Afrika Korps – An Overview




The Afrika Korps was an expeditionary combat force of the German army that fought in North Africa from February 1941 until May 1943. Adolf Hitler ordered the establishment of a German expeditionary force in North Africa in January 1941, following Italian defeats in Tobruk and Benghazi, at the request of the Italians, who had refused an early German offer for military assistance. Originally known as Befehlshaber der deutschen Truppen in Libyen (Commander of the German Troops in Libya), from 21 February 1941 the unit was called the Deutsche Afrika-Korps. Hitler formed the Korps for strategic reasons; he had planned a campaign against Greece and feared the loss of the eastern Mediterranean and a severe weakening of his Axis ally. In addition, the occupation of North Africa was a major precondition for German supremacy in the Near and Middle East as envisaged in Hitler’s long-range plans.

The Afrika Korps was led by General Erwin Rommel (1891–1944), a highly decorated World War I hero who served as military commander guarding Hitler’s headquarters from 1938 and as commander of a tank division in 1940. The Afrika Korps itself in early 1941 consisted of the Wehrmacht’s Fifteenth Tank Division and the Fifth Light Tank Division (later the Twenty-first Tank Division). Its forces were highly motorized and equipped with specific uniforms for desert warfare. The overall German-Italian military organization was gradually extended and renamed Panzergruppe Afrika in September 1941, Panzerarmee Afrika in February 1942, Deutschitalienische Panzerkräfte Afrika in October 1942, and finally Heeresgruppe Afrika in January 1943, always under the command of Rommel. The actual Afrika Korps, which was led from August 1941 by other generals, then constituted only a part of these forces. Nevertheless its name is generally used for all of them, until the German forces became part of the First Italian Army in March 1943.
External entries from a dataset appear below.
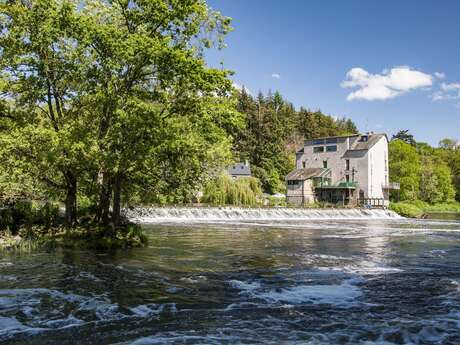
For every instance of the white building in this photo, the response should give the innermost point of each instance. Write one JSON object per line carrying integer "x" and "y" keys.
{"x": 346, "y": 169}
{"x": 237, "y": 170}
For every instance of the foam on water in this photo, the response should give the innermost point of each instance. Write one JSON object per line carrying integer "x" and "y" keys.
{"x": 213, "y": 214}
{"x": 343, "y": 294}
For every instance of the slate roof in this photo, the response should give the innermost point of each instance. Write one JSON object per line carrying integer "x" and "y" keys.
{"x": 360, "y": 148}
{"x": 354, "y": 154}
{"x": 366, "y": 145}
{"x": 305, "y": 174}
{"x": 239, "y": 169}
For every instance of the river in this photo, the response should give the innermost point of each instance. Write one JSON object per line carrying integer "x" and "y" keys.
{"x": 311, "y": 281}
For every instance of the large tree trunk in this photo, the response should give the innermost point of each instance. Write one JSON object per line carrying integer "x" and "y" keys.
{"x": 105, "y": 194}
{"x": 116, "y": 209}
{"x": 70, "y": 217}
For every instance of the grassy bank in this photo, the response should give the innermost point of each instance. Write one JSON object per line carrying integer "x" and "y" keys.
{"x": 416, "y": 209}
{"x": 28, "y": 224}
{"x": 130, "y": 235}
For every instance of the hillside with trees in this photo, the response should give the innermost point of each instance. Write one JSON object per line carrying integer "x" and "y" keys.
{"x": 273, "y": 131}
{"x": 427, "y": 175}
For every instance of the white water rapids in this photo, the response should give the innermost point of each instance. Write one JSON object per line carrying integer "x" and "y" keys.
{"x": 148, "y": 215}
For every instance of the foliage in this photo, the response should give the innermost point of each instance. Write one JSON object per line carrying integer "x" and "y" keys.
{"x": 105, "y": 101}
{"x": 405, "y": 136}
{"x": 25, "y": 214}
{"x": 273, "y": 132}
{"x": 223, "y": 190}
{"x": 425, "y": 173}
{"x": 404, "y": 164}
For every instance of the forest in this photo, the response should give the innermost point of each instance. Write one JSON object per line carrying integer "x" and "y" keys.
{"x": 429, "y": 176}
{"x": 106, "y": 105}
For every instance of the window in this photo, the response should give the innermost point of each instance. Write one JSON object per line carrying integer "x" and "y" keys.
{"x": 318, "y": 149}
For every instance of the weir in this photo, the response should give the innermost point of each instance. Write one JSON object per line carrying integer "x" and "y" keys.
{"x": 211, "y": 214}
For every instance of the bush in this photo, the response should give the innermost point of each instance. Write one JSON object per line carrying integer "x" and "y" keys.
{"x": 25, "y": 214}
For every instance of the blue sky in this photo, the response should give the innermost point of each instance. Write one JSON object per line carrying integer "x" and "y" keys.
{"x": 387, "y": 65}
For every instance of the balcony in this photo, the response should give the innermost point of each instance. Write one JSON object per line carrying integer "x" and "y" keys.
{"x": 340, "y": 185}
{"x": 391, "y": 186}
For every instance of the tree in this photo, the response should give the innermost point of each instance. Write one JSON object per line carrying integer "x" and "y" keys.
{"x": 405, "y": 136}
{"x": 42, "y": 73}
{"x": 109, "y": 85}
{"x": 448, "y": 143}
{"x": 405, "y": 168}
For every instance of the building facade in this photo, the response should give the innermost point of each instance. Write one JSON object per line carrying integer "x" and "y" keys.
{"x": 237, "y": 170}
{"x": 352, "y": 170}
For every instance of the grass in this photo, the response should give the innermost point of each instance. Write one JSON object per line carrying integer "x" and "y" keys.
{"x": 127, "y": 236}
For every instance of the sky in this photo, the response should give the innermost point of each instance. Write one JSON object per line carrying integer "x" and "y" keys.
{"x": 387, "y": 65}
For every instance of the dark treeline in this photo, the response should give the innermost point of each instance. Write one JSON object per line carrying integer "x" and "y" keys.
{"x": 425, "y": 173}
{"x": 274, "y": 129}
German troops landed in Libya on 8 February 1941. On 31 March 1941 they bombed the Suez Canal and attacked Cyrenaica, which was conquered by mid-April. British forces were weakened by a simultaneous attack by the Wehrmacht in southeastern Europe but regained their strength during the course of 1941. As a consequence of the German attack on the Soviet Union starting in June of 1941, the Afrika Korps was not reinforced during 1941, so it was not able to defend all of the gains it had made in the spring of 1941. In November Rommel had to retreat to the earlier front line.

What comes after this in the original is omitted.